Report
How Economic Development and Family Planning Programs Combined to Reduce Indonesian Fertility
Jan 1, 1995
Research SummaryPublished 1995
Burgeoning populations are among the constraints on the ability of developing nations to attain a higher standard of living. International economic-development organizations—some funded in large part by the United States—have been collaborating with governments in the developing world to establish effective programs for controlling population growth. But it has been unclear which approach would be more helpful—promoting family planning (e.g., through making contraceptives more readily available) or improving economic opportunities, especially those for women, thus increasing the cost of staying home and raising more children. A new RAND study conducted for the World Bank suggests that, for countries like Indonesia with a well-developed family-planning infrastructure, further investments are best directed toward improving women's educational and employment prospects. But the infrastructure is an important prerequisite.
The RAND study synthesizes two strains of research—demographic and economic—that have reached seemingly conflicting conclusions about the relative impact various factors can have on fertility. Demographers have identified three behavioral factors that affect fertility—contraceptive use, age at marriage, and breast-feeding decisions. Of these, they have found that increased contraceptive use is the most important behavioral means of reducing fertility, and from that they have inferred that a key role can be played by family-planning programs. Of course, such behavioral choices are influenced by factors other than government programs. Among these are education and economic opportunities.

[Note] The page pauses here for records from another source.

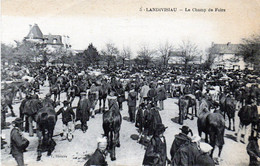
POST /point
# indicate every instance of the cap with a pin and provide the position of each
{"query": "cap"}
(65, 102)
(204, 147)
(195, 138)
(83, 93)
(102, 140)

Economists have assessed the relative influence on fertility of such opportunities and of family planning programs and, unlike demographers, have found the former to be by far the most important.
The RAND study synthesizes these two approaches. Researchers Paul Gertler and Jack Molyneaux devised an analytic framework that integrates both demographic and economic approaches into a unified model. They apply the model to data from Indonesia for the years 1982 through 1987, a country and a period that make a particularly interesting case study for several reasons. First, Indonesia is a very populous country (fourth in the world). Second, in the early 1970s, Indonesia developed a flexible but comprehensive family-planning program that by 1980 had spread to all parts of the country through an organization frequently cited as a model of government-sponsored fertility control. Third, in the early 1980s the country underwent a substantial macroeconomic expansion stemming from an oil price boom and other factors. Finally, total fertility rates have fallen dramatically—by 22 percent during the 1970s and by another 23 percent in the first half of the 1980s.
Gertler and Molyneaux related changes in fertility to changes in behavioral choices (contraceptive use, age at marriage). They also related changes in behavioral choices to changes in women's education and wages, men's wages, and family-planning resources (e.g., number of clinics or field workers per capita), among other things. That they measured changes is an important feature of the study. Some researchers have found high levels of government activity where fertility rates are high, but their cross-sectional approaches have not permitted them to determine whether the high fertility rates had been caused by failed policy or were the targets of policy efforts.
The RAND researchers found that 75 percent of the dramatic fertility decline in Indonesia from 1982 to 1987 was attributable to a large rise in contraceptive use (as opposed to other choices, such as postponement of marriage). That rise in contraceptive use was motivated by certain external factors that affect demand. The researchers estimated that 87 percent of the increase in use was attributable to changes in educational and economic factors, while only 5 percent was attributable to changes in the availability of family-planning services.
When they took marriage timing and other behavioral factors into account, Gertler and Molyneaux estimated that increases in education and wages could explain roughly 60 percent of the decrease in fertility between 1982 and 1987. Increased availability of family-planning services could explain only 4 percent. (See the figure.) The negative contribution of "other" factors indicates that those factors, e.g., changes in women's age distribution, would, on their own, have led to an increase in fertility. When they replaced their model with one that estimated the direct relationship between changes in fertility and changes in factors external to the family (ignoring the behavioral choices through which the effects operate), there was no statistical difference between the results. However, the integrated model yielded more precise estimates.
While these findings have implications for investments intended to slow population growth in Indonesia, it would not be appropriate to infer that previous family-planning efforts had little effect. By 1982, the Indonesian population was already well supplied with family- planning facilities and services. It seems likely that the contraceptive supply network could easily have met the increases in demand, so that investments in the supply infrastructure had reached a point of diminishing returns. But this situation was brought about by previous family-planning investments. The RAND results therefore cannot be used as the basis for allocating resources in countries that are still in the process of developing a responsive network to supply contraceptives and family-planning services.
As for family planning in Indonesia, the RAND findings suggest that interventions promoting increases in contraceptive demand hold more promise than do policies that merely expand the distribution system further, although some lagging areas may require additional distribution resources. Indonesia has long attempted to promote contraceptive demand through information, education, and communication programs as well as through a complex political incentive system. These efforts should continue.